Again the Accused two (2) months in custody is not unreasonable given the
offence he is charged with. He told the court as he speaks this morning the
Attorney General has concluded its advice and would expedite the
commencement of trial. That during investigations, closed-circuit television
(CCTV) footages obtained from the scene of crime directly implicate the applicant.
That the evidence gathered by prosecution is compelling enough to establish that
the applicant committed the offence. that given the circumstances of the case,
the gravity of the alleged offence of murder and the punishment prescribed by
law, the applicant is unlikely to voluntarily avail himself for the trial if granted
bail.
BY COURT:
Per the decision in the suit MARTIN KPEBU (NO.2) V ATTORNEY GENERAL
[2015-2016] 1 SCGLR 171 all offences are bailable. The grant of bail is
discretionary. Like all discretionary powers, it ought to be exercised according
to law, it must be exercised judicially and not capriciously.
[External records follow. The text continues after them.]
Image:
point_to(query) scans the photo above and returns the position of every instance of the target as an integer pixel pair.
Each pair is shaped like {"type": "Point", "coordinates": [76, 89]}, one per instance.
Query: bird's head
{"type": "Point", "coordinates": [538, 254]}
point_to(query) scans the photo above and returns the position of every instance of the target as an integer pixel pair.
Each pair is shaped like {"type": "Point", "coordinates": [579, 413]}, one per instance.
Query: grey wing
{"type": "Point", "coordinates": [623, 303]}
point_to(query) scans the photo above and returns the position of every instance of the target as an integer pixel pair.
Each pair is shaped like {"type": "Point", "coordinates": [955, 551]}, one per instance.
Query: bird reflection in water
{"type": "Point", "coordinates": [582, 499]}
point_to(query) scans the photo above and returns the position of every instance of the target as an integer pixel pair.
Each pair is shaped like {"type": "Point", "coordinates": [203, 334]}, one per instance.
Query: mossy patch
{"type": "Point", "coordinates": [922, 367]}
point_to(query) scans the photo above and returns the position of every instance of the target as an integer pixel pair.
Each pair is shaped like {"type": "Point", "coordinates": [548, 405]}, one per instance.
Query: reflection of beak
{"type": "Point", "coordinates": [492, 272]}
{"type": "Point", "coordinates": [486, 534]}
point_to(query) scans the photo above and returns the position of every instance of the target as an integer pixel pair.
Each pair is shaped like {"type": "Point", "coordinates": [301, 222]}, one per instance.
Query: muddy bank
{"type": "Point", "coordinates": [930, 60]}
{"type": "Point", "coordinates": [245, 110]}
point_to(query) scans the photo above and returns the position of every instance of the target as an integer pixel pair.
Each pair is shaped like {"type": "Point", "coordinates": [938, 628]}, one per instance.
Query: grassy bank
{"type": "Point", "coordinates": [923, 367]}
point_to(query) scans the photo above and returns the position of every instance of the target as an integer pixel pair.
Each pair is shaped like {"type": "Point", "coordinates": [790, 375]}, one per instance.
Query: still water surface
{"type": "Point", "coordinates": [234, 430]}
Per the rules of court the primary conditions to determine a grant of bail includes
whether the person when granted would not abscond. That the applicant is not
a flight risk and is willing to appear in court to stand for trial to prove his
innocence.
The guiding principles upon which an accused may be admitted or refused bail
are articulated in various decisions by the courts as follows:
i. The nature of the offence charged.
ii. The type of evidence at the disposal of the prosecution.
iii. The severity of the punishment if the charge is proved and
iv. Whether or not the accused is likely to appear to stand trial.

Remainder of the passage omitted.